The specific consumption increase of cysteine, histidine, and methionine in the cells cultivated on microfluidic chips correlates with the intensity of the glutathione pathway, which is involved in detoxification of paracetamol. Under metabolic stress, 2-hydroxibutirate is also released as a by-product of cystathionine splitting to cysteine before its conversion to glutathione [118]. Besides, S-adenosyl methionine, the glutathione precursor, is generated by conjugation of methionine with ATP and cysteine participating in the glutathione synthesis. The elevated level of these molecules in the medium in the process of cultivating primary hepatocytes with paracetamol is a marker of toxic cell damage. However, the researchers did not find any accumulation of taurine, creatine, or ophthalmic acid in the medium during cultivation of primary hepatocytes on microfluidic chips, which are identified in the urine test and liver extracts in the process of in vivo
investigation [119]. The elevation of 3-hydroxibutirate level in the medium with paracetamol during cultivation of primary hepatocytes on microfluidic chips points to the enhancement of lipid metabolism by the ketolytic pathway. When the glutathione pathway is activated in the cells cultivated in the medium with paracetamol on chips, increased expression of the genes ggt7, g6pd, gpx2, gpx3, gstm2/4, gstt2 and production of the G6PD and TXNRD1 proteins occurred relative to the control. Moreover, intensive activation of the tricarbonic acid cycle was observed in the cells due to the increased consumption of glutamine, glucose, and fructose, and lactate production [120].
Steatosis
2D cultures of hepatocytes, pathological processes in which are induced by the addition of free fatty acids (mainly oleic and palmitic (2:1)) to the culture medium, are widely used for NAFLD modeling [121]. The addition of fatty acids to the medium with hepatocytes leads to accumulation of TG in the cytoplasm causing stress to endoplasmic reticulum and cell death [122]. Fatty dystrophy of the liver cells may also be induced with bisphenol A, which increases lipid accumulation due to the SREBP1 upregulation or valproate augmenting absorption of fatty acids and TG synthesis [123]. Hepatocyte 2D monoculture enables to study the changes of metabolic pathways in these cells [124]. However, the main disadvantage of such models is the lack of interaction with non-parenchymal cells, which are important for initiation of inflammatory processes associated with fibrosis pathogenesis in NAFLD. Co-cultivation of hepatocytes and non-parenchymal cells makes it possible to overcome a number of limitations. One of such models is co-cultivation of hepatocytes with stellate liver cells. Barbero-Becerra et al. [125] have designed a model of co-cultures Huh7 (the cell line of human hepatocytes) and LX-2 (the line of human stellate cells). The effect of fatty acids on the co-culture has been demonstrated to induce the a-SMA expression (a marker of activated fibroblasts) in the LX-2 cells only with concurrent cultivation with Huh7. Activation of stellate cells did not depend on the accumulation of fatty acids but required interaction with hepatocytes.

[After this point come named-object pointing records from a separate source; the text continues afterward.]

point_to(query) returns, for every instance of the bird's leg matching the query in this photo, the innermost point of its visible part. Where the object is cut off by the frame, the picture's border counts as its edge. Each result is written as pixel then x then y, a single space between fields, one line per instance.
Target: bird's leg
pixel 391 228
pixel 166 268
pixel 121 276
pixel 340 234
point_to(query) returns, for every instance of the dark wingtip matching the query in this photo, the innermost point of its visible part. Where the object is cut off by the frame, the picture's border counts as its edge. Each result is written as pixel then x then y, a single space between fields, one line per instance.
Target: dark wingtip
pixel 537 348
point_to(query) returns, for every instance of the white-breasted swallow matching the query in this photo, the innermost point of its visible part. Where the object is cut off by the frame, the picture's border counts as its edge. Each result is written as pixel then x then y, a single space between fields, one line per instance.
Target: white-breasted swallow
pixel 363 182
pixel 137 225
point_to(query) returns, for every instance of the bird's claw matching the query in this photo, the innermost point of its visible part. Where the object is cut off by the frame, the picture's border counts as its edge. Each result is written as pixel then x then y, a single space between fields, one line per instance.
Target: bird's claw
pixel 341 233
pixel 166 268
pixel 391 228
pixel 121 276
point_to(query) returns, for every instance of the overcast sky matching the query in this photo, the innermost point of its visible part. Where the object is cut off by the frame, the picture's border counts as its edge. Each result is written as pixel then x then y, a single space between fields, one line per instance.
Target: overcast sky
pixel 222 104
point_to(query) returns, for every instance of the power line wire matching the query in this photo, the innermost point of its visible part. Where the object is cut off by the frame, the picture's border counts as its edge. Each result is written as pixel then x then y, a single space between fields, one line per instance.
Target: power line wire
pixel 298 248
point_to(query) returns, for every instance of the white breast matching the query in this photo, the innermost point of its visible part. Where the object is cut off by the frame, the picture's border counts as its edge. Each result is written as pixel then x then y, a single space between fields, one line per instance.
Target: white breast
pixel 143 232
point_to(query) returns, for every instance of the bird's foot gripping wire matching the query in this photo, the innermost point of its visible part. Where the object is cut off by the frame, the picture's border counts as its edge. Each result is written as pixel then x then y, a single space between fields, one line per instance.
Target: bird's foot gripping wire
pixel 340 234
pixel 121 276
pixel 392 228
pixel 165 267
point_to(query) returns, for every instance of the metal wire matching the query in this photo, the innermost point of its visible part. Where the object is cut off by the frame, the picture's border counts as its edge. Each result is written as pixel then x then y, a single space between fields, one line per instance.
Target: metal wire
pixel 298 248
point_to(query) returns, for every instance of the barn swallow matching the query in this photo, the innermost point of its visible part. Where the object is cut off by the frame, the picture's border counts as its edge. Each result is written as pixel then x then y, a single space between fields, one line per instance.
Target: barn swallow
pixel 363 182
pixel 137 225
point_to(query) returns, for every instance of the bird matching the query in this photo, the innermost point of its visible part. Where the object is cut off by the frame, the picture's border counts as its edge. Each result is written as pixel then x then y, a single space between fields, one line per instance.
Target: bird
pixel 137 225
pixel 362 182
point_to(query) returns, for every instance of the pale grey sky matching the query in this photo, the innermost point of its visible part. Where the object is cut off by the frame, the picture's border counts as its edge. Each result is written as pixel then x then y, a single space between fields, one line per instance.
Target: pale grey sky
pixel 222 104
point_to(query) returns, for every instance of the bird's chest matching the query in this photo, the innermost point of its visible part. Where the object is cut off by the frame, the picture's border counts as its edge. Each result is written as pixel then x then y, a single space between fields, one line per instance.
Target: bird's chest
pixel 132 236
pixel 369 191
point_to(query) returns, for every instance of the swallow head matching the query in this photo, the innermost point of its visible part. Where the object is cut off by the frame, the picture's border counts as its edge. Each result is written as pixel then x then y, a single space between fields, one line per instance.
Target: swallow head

Cultivation of primary hepatocytes together with Kupffer cells or endothelial cells serves as an effective tool for evaluation of mechanisms by which fatty acids trigger inflammatory processes in the liver [126]. Co-cultivation of primary hepatocytes, stellate liver cells, and human Kupffer cells and addition of fatty acids, glucose, insulin, and inflammatory cytokines into the medium for imitation of non-alcoholic fatty hepatitis has shown increased lipogenesis de novo [127]. An oxidative stress, inflammation, activation of stellate cells, and triggering of the fibrotic process were also observed in this model [128]. Chen and Ma [129] cultivated HepG2 cells with THP-1 macrophages. Macrophages were
placed on the slides, which were then put in the 6-well plates with HepG2 culture and fatty acids were added at the 1 mmol/L concentration (palmitic and oleic acids (1:2)). The pathogenetic signs of non-alcoholic fatty liver disease were established 24 h after the beginning of induction. The main drawback of such co-cultivation is a complicated selection of optimal conditions and culture medium for maintaining various cell populations [130].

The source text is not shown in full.